Arm Art at Billy’s in Liberal

by admin

fig. 1.1 Subject: Vizcela dog owner, gentleman, photographer, agriculturist, beast of burden on the jukebox, and boasts a firm man-hand on the two-step. Later.

Fig. 1.2 "Get that Pellligrino bottle out of here, my boss will get mad."

To start, the subjects here have not all been in the Big House, most importantly not Fig. 1.1.

B) the setting is Billy’s Mexican BBQ in Liberal, Kansas. Go here to hang out with

  • the youngins’
  • the “hope no one at work or dad got deported this week because the taillight was out”
  • the frat boys when they’re home from college
  • a few Liberal Country Club people who want to have fun
  • beautiful hispanic girls
  • the aggies under cover, urban relative term (a Wal-mart), Liberal is it.  A nice shirt and pressed jeans doesn’t impress, Hi-Plains ghetto the current chic.
  • people who want really good food:  bbq, beans, baked potato salad to name a few.
  • and,  the real thing, a tattoo Artist just out of the pokey.

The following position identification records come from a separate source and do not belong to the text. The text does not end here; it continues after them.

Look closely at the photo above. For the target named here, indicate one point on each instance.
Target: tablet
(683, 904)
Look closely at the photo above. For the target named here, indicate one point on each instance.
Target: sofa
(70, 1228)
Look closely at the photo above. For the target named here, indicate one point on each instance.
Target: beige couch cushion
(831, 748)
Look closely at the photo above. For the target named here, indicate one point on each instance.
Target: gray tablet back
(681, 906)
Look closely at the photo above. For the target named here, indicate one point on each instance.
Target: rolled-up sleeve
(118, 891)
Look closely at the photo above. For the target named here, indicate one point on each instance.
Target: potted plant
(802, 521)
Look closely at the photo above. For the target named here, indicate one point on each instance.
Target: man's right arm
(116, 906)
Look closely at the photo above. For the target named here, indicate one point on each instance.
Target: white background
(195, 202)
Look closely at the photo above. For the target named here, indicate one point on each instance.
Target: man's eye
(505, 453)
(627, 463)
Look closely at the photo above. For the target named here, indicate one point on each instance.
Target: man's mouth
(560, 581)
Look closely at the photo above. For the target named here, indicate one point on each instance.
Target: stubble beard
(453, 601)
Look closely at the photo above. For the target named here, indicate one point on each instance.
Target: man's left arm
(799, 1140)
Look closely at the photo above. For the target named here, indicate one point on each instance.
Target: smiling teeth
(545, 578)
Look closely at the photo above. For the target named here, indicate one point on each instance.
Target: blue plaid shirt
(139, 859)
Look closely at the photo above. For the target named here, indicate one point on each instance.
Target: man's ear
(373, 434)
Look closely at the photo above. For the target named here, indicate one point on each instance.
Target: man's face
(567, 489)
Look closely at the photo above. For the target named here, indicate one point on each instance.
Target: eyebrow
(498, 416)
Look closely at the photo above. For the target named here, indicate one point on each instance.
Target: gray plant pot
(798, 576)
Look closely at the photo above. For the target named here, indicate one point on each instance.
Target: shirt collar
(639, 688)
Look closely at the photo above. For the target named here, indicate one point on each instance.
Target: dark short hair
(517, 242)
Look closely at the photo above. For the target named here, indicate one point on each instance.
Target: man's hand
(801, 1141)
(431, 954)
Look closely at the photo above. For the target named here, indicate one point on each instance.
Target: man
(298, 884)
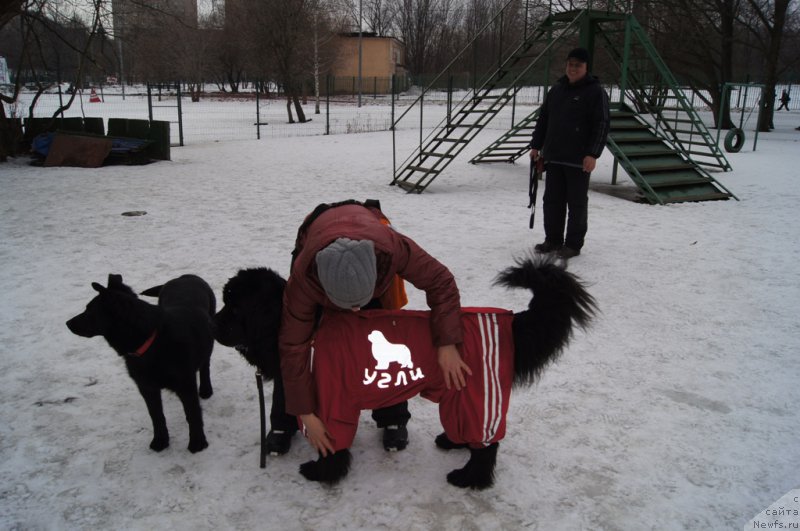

I’ll quit talking (so much), here’s some bod(ies) art.

Fig. 1.3 How could I not notice this one....

Fig. 1.4 Left guy said he had tattoos all over his body, friend at right sitting back. But, when I asked him to go in the backroom for a pic he backed out. Chicken.

Fig. 1.5 But his buddy fearless. He's knows he's a star.

Fig. 1.6 A smile and bicep makes it even better.

Fig. 1.7 Hmmm...kind of depressing...

This tattoo’s owner had  worked for Best Well Service in Oil field. Slow economy, so temporarily out of regular work. Thinking ahead about what to get pictured on the internet but still shared.  It says “Death.”

Fig. 1.8 The Yin and Yang.

Life:  how can you really appreciate one without the other? He wouldn’t let me take a second (awkward upside down arm pose) photo, I like the cool. “Rotate your picture.”  And he knows i-photo better than I do.

Now for the specifics on the Artist and how he revealed himself:

Paula:  “are you all using the same artist?  It’s a similar style.”

Artist:  “no, I did these myself.”

Paula:  “where did you learn how to do this? Did you go to school?”

Artist:  “in prison.”

Paula:  “Whoa…(pause).  Do they just give you the supplies?”  (thinking a little rehabilitative craft project…license plates…)

Artist:  “no we just get them.”

Paula:  “how do you do it?”

Well, I’ll summarize the technique here.  In lockup, one can have hair grease which looks really good in ethnic hair, I might add.  Hair grease from the brilcream is lit with a match (a prison network item) to provide  ashes:  the ink. The ashes are pressed into the skin with a needle (inter-prison commissary). And then, all the thought and artistry, zen time.

Very impressed with time use for an otherwise boring day in confinement. Idle minds are the devil’s weapon.

Paula: “so, how did you get in prison?” …..(+ a little more coaxing…)

Artist: “they said for burglery.” (who can afford a good lawyer these days?)

Paula: “did you do it?”

Artist: “Well, someone got killed.” (he only did a year, so I don’t think it could have been him, not to make light of this).

Paula: “so… are you still hanging out with these friends?  A word from mother, “you are the company you keep.”

Fig. 1.9 The Artist's friends chose for his signature piece. Note to self: ask about laser hand treatments.

So, I can’t give the handsome Artist billing on his exact visage above because he was concerned about the coverage. For the record and parole officer, he wasn’t drinking. He and his companions could not have been more lucid and gentlemanly. I was at a midwestern college so I can discern.

I have no worries, I don’t think the burgler-Artists become the Unabombers or on a Tucson tyrade, that’s takes suburbia or a higher education to bring it on. He’ll be fine.

Jody's friend in Paula's scarf, Paula, Jody, Pelligrino.

And last, credit to Jody’s friend for the fun evening of inviting me to sit down, people sharing, and encouragement. He wouldn’t tell me his name, but he did tell me his age, less than half mine. I love it when people ask if I have a daughter.  Better than when the hairdresser asked if Lace was my granddaughter, but I blame this on the culture and region, Wichita.